Risks That the GPAI Code of Practice Doesn’t Cover
While the General-Purpose AI Code of Practice aims to make foundation models more fair, safe and robust for all stakeholders, AI risks in the enterprise still persist. Even a well-designed foundation model can lead to undesirable outcomes if not deployed and managed safely. Data risks such as sensitive data leakage, improper handling of sensitive information, or cyberattacks can arise and compound within other parts of the AI ecosystem, with AI itself potentially exacerbating these issues.
Organizations that wish to deploy foundation models against their own data or developers that wish to build applications that will handle customer data must take responsibility for the data risk not covered by the GPAI code of practice. Most organizations wish to use proprietary data and external data from various sources to provide reference data to AI models, using different techniques to engineer context for general-purpose models that have not been explicitly trained with data from the processes they’re being deployed into. They must be careful not to leave themselves vulnerable to leaks, data poisoning attacks or regulatory fines for improper handling of sensitive data. A few common data and AI security pitfalls:
- Misclassified data: Data classification challenges arise when the sheer volume and diversity of unstructured data sources overwhelm manual classification efforts, making them unreliable. Without deep scanning and accurate classification of all data that could be exposed to AI, this can result in sensitive information, such as personally identifiable information (PII), remaining unlabeled and subsequently being fed into AI models, potentially leading to its verbatim regurgitation.
- Permissions bleed: Traditionally, data was secured by restricting access to authorized users and roles for specific data sources and timeframes. However, AI proliferation introduces a new layer with broad data access and more users. Authorized AI users can retrieve data via AI that they couldn’t access directly, leading to “permissions bleed” because AIs don’t inherit data permissions.
- Unsanitized Data Inputs: Data collection can open the door to indirect or poisoning attacks where an attacker will place malicious code in files that the AI will later process. End users may also introduce sensitive data to the system unexpectedly, leading to improper handling of sensitive data or leakage.

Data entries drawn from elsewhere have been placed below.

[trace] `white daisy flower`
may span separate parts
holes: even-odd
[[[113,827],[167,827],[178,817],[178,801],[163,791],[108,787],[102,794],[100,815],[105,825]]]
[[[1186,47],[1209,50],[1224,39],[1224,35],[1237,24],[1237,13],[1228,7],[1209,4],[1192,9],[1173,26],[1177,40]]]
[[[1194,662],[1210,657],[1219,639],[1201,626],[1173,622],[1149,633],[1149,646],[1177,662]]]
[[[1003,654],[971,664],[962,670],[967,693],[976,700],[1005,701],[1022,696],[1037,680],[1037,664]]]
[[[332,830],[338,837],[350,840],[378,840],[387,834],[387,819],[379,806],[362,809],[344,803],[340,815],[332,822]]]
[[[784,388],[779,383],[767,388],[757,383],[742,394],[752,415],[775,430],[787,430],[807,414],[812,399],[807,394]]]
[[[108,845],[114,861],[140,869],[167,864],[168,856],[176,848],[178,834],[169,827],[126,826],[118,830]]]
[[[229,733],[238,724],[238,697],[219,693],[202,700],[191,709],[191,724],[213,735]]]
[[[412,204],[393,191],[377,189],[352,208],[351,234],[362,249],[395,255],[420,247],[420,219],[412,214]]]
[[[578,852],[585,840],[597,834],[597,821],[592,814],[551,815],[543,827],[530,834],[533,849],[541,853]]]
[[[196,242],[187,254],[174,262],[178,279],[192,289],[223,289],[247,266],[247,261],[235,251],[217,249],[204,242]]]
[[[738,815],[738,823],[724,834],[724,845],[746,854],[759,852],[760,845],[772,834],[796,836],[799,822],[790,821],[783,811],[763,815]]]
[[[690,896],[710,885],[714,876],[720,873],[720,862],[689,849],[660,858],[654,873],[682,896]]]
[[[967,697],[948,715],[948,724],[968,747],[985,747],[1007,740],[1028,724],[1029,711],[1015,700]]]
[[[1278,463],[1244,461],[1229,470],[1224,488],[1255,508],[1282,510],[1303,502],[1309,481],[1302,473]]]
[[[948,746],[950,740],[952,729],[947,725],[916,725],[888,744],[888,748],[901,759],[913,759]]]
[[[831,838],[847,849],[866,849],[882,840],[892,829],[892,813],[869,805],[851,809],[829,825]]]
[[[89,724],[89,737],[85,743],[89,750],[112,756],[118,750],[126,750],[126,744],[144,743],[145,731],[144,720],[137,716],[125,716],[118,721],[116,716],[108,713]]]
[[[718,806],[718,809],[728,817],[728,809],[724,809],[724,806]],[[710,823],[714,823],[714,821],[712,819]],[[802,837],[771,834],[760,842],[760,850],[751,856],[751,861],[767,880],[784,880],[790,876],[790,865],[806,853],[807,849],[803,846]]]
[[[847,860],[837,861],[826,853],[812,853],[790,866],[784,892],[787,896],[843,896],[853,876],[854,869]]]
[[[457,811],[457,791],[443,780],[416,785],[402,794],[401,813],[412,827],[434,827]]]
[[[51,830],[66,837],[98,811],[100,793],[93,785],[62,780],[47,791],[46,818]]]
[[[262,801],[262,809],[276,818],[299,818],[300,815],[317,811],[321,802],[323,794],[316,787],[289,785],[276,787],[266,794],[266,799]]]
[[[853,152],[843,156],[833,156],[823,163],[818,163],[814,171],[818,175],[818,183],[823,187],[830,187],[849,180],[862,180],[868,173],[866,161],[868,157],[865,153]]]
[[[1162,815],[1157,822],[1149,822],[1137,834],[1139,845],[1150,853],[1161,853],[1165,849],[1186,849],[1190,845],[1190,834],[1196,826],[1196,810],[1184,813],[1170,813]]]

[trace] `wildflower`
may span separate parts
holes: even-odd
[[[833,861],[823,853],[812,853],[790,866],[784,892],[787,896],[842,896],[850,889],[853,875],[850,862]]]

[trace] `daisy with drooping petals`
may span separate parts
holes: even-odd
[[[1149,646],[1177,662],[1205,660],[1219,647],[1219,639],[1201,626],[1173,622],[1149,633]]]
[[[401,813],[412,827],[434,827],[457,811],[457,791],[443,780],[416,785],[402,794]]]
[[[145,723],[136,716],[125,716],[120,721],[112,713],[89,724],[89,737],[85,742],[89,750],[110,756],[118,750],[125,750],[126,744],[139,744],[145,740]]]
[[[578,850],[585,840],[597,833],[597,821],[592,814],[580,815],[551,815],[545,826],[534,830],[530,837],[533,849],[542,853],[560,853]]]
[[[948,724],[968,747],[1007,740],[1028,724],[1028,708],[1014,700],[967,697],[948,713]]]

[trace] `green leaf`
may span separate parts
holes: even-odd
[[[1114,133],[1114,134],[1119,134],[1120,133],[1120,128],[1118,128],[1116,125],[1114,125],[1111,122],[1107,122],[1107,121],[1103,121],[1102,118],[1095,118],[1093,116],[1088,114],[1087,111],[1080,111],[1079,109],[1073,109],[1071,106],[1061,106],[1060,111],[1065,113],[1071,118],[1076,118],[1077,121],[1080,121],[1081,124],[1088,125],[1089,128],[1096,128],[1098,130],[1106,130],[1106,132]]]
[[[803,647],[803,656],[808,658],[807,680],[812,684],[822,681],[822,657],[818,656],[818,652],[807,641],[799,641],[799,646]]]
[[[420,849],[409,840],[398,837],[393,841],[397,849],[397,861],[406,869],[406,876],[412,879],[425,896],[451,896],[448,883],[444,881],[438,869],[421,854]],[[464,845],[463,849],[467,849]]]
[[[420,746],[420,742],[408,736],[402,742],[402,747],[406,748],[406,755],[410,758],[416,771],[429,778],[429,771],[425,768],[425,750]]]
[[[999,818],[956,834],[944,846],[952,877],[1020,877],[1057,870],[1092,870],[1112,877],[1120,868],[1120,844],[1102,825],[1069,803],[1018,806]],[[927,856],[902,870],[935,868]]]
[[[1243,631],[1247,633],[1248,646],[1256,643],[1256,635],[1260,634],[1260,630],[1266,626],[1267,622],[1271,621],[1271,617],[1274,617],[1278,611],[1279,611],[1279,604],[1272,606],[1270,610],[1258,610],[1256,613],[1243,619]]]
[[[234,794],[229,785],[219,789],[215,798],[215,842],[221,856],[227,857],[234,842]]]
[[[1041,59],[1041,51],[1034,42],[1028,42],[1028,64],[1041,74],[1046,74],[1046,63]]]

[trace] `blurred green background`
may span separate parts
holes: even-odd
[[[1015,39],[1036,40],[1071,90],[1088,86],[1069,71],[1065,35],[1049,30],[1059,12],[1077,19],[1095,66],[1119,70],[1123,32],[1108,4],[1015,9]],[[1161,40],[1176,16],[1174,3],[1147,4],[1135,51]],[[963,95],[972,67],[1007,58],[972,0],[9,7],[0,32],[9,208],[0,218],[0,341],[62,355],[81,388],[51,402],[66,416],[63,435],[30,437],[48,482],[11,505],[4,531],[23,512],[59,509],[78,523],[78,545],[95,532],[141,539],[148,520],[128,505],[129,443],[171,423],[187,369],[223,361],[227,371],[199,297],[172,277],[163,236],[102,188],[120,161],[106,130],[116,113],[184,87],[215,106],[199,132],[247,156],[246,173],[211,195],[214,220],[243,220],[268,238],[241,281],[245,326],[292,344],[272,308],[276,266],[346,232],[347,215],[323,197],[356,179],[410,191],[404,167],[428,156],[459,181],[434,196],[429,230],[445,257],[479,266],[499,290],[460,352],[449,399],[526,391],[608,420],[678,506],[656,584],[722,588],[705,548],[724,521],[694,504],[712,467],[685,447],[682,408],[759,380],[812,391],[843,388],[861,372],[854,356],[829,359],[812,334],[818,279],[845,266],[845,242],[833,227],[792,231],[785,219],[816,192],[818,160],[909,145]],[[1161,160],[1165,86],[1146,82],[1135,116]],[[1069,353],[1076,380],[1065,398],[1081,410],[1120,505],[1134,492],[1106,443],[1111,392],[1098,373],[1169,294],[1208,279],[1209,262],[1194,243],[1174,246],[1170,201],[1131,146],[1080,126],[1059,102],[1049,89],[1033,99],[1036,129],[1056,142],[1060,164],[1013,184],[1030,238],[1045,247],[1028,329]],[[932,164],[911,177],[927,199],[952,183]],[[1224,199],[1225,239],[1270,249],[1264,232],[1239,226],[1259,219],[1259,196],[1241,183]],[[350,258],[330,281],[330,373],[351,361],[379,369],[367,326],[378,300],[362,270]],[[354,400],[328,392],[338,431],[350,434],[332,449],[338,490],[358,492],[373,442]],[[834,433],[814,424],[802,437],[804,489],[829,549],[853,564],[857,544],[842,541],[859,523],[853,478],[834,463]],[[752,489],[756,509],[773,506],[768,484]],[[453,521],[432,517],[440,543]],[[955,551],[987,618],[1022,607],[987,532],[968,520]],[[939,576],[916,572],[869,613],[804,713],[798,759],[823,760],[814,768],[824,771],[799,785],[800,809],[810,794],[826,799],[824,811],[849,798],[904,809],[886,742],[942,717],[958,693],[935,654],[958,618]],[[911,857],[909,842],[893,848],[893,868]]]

- Loss of data context: To utilize data for AI it often is moved from source systems and filtered, merged, joined, aggregated, chunked or otherwise processed for AI use. Complex AI pipelines, especially in multi-model environments, can compromise data provenance and security by obscuring data origins through multiple transformations and AI interactions. Furthermore, a loss of access entitlements makes protecting data incredibly challenging.